The new report proposes solutions. Long considered primarily a health priority, the discussion paper outlines how tobacco control can accelerate sustainable development. With implementation of the WHO FCTC included as a target in the UN Sustainable Development Goals (SDGs), the report shows how effective tobacco control can contribute to the achievement of almost all the other SDGs, including poverty alleviation and inequity reduction, decent work and economic growth and environmental sustainability.

Action is underway to support low and middle income countries to implement the WHO FCTC. UNDP is working closely with the Convention Secretariat on the “FCTC 2030” project to support low and middle income countries to strengthen tobacco control.


Note to the editor
The co-benefit analysis of tobacco control with other development goals included in the report suggests that WHO FCTC implementation interacts positively with 67 targets, is consistent with 99 targets, and limits options on only 3 targets. Not surprisingly, with tobacco a leading behavioral risk factor for NCDs, Target 3.a scores as ‘indivisible’ with Target 3.4 on reducing premature mortality from NCDs. Positive interaction was calculated for 16 of the 17 SDGs, demonstrating that there are numerous entry points for win-win approaches between specific WHO FCTC articles and SDG targets.

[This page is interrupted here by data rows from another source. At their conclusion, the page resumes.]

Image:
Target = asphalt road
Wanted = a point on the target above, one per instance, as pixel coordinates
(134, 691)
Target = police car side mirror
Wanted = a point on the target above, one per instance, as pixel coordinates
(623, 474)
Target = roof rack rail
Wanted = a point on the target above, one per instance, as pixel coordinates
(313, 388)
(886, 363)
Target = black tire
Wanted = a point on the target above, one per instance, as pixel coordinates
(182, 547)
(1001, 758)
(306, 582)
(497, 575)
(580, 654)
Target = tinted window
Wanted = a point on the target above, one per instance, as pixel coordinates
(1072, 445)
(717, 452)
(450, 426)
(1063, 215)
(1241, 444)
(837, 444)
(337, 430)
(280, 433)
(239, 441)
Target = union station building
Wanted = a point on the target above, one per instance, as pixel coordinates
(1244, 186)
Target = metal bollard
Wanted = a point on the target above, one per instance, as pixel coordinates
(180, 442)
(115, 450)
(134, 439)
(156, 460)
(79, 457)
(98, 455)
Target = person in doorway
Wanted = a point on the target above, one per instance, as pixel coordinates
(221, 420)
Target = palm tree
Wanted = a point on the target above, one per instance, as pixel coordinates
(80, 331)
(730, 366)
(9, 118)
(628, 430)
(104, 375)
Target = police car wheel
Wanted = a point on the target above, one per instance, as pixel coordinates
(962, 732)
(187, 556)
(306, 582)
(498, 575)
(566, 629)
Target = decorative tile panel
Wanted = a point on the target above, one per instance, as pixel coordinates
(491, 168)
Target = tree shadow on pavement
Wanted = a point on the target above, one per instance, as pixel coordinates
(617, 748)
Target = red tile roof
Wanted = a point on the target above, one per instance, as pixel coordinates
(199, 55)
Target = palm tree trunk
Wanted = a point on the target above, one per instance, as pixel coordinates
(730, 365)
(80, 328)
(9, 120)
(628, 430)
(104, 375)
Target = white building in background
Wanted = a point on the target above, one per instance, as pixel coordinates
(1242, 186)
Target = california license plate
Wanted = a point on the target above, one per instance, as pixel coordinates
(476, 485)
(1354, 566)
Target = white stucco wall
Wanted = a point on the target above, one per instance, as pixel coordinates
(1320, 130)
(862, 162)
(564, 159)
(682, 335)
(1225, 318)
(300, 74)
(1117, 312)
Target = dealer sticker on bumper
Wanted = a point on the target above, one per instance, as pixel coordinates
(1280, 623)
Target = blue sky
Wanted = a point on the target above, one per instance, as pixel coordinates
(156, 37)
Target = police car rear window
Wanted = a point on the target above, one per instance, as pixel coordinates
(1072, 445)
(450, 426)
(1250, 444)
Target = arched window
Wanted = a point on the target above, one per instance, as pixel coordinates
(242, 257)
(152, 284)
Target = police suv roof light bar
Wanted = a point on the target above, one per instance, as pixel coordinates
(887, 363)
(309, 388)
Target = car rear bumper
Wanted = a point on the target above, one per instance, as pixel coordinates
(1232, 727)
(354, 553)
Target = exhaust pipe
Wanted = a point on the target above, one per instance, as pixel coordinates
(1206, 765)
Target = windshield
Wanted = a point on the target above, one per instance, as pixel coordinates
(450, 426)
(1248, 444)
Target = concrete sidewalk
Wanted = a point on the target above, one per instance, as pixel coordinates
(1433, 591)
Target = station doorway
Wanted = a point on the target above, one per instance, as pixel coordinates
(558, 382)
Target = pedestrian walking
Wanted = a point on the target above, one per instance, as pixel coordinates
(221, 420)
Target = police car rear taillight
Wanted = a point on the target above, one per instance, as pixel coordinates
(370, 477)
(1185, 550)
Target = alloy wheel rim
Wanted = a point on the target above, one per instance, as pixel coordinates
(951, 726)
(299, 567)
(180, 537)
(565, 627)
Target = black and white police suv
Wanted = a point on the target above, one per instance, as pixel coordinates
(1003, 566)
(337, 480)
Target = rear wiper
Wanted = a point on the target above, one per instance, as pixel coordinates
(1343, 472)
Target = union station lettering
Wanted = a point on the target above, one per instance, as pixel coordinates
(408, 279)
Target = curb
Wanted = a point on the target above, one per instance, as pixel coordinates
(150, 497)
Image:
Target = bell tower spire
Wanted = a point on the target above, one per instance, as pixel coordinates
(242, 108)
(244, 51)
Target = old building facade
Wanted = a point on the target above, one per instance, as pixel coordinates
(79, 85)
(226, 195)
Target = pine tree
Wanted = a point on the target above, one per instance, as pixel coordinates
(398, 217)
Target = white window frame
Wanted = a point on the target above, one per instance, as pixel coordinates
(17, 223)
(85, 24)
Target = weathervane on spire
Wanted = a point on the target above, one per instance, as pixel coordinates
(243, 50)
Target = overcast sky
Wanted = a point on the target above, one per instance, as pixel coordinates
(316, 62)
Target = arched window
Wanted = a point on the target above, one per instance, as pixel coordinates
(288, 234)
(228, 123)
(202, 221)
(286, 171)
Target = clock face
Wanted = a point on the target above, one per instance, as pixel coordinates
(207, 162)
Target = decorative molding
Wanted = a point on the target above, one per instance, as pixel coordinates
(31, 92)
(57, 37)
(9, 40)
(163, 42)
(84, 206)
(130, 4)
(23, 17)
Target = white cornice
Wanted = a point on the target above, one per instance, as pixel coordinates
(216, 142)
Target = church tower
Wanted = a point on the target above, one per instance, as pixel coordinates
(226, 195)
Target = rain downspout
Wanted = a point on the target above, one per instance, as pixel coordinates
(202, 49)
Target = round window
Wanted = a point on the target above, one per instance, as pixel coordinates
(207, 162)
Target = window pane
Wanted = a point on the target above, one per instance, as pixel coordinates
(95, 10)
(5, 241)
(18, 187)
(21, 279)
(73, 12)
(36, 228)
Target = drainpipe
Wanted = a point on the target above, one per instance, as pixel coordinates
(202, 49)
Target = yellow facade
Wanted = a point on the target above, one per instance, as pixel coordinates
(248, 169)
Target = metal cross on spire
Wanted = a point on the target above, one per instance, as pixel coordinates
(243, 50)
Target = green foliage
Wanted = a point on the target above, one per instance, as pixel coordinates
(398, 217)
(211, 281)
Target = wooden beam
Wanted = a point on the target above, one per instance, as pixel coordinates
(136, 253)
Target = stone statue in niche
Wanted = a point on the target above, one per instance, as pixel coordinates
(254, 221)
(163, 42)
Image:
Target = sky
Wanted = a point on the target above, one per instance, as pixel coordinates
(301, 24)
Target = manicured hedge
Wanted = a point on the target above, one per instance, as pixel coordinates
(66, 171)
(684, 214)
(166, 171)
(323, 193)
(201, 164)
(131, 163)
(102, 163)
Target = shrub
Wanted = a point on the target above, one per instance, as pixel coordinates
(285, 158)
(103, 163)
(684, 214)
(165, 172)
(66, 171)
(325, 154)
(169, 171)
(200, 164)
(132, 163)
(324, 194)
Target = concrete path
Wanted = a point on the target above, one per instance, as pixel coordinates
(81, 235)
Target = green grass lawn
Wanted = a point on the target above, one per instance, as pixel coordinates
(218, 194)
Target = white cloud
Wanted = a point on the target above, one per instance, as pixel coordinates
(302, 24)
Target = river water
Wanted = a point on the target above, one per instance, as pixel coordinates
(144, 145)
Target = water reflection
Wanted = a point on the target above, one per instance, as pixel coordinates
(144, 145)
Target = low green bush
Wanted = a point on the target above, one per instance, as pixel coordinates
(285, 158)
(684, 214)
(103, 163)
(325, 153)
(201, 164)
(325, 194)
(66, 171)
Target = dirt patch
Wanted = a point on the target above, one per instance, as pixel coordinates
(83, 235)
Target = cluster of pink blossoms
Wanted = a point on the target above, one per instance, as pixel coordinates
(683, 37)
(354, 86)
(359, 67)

The FCTC 2030 project aims to support Parties to the WHO FCTC that are eligible to receive official development assistance (ODA) to achieve the SDGs by advancing implementation of the Convention. The project will run from April 2017 until March 2021. Through the FCTC 2030 project, technical support will be provided to national governments of 15 countries to implement main demand reduction provisions of the WHO FCTC and improve tobacco control governance. The FCTC 2030 project is generously funded by the UK Government.